L’intero lavoro è stato impostato non solo come l’elaborazione di un ”prodotto”, ma come un sistema creativo ed articolato, capace di assecondare ogni criterio di fruibilità, aggregazione sociale, design urbano e resilienza, il tutto con lo sguardo sempre rivolto allo sviluppo urbano sostenibile.
L’area di progetto, rispetto al piano strada, si trova ad una quota inferiore e dunque è stato possibile “giocare” con le quote del terreno realizzando delle piccole colline; in questo modo si è riusciti a coniugare al meglio due delle  principali richieste del bando: la sostenibilità ambientale ed i coni visuale verso il teatro romano e la città storica. Tutte le pavimentazioni, da quelle del percorso pedonale a quelle del parcheggio fino agli stalli per le auto, sono quasi totalmente permeabili. In uno scenario di cambiamento climatico, come quello in cui ci si trova a vivere, in cui le precipitazioni sono sempre meno frequenti ma sempre più intense, sono state volutamente studiate una serie di accorgimenti per fronteggiare al meglio le improvvise “bombe d’acqua”.

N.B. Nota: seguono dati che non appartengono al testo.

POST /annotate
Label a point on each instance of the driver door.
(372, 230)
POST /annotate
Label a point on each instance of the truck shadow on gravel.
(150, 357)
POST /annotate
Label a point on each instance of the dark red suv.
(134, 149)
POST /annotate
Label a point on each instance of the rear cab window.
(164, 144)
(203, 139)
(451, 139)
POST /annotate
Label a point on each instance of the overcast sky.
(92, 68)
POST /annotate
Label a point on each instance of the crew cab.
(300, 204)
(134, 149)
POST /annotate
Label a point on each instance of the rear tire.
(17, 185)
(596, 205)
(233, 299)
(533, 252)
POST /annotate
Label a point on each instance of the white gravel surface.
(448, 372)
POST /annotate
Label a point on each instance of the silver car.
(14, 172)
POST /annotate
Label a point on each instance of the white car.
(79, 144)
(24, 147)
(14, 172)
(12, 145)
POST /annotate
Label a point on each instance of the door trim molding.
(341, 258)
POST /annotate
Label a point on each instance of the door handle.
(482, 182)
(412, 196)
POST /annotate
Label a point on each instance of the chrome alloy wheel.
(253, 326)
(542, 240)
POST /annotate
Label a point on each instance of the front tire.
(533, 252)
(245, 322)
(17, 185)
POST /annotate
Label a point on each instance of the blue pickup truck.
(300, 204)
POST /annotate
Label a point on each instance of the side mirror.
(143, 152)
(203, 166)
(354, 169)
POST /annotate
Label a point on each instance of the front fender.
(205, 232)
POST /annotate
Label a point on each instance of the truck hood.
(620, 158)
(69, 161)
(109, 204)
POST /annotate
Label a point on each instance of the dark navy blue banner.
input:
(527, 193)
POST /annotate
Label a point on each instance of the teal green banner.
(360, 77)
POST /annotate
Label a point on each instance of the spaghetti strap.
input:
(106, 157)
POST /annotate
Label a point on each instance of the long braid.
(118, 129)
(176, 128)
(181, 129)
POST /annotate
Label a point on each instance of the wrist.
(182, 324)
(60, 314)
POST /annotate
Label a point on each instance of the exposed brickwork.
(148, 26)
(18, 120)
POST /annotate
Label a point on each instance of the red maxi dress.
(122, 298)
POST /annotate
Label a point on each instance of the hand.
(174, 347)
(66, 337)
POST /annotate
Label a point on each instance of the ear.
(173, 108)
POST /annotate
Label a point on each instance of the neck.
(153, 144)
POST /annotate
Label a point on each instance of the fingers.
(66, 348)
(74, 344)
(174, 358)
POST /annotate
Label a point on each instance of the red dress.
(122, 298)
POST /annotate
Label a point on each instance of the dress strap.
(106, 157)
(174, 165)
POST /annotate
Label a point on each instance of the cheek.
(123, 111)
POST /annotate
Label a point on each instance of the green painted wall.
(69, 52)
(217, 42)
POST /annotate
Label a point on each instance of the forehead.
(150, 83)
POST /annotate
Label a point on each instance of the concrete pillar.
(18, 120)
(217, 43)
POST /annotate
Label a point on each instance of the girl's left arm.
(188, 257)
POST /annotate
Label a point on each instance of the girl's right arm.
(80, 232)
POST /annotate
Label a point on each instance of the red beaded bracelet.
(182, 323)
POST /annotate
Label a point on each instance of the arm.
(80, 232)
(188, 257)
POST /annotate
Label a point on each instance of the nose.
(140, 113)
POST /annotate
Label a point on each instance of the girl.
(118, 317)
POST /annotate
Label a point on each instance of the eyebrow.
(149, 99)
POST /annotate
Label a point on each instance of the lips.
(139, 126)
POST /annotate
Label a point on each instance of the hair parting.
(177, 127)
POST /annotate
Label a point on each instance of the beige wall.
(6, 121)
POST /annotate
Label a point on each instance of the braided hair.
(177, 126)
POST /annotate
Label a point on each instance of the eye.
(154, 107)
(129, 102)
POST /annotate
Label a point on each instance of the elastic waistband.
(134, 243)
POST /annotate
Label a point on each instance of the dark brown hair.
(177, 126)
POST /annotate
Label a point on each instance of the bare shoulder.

Altre aree, al contrario, sono state rese totalmente impermeabili per poter raccogliere, stivare e riutilizzare le acque piovane secondo i principi dello “stormwater management”, studiando specifiche forme, quote e caratteristiche dei manufatti. L’obiettivo è quello di imitare il sistema idrologico del sito prima dell’esistenza delle attuali impermeabilizzazioni.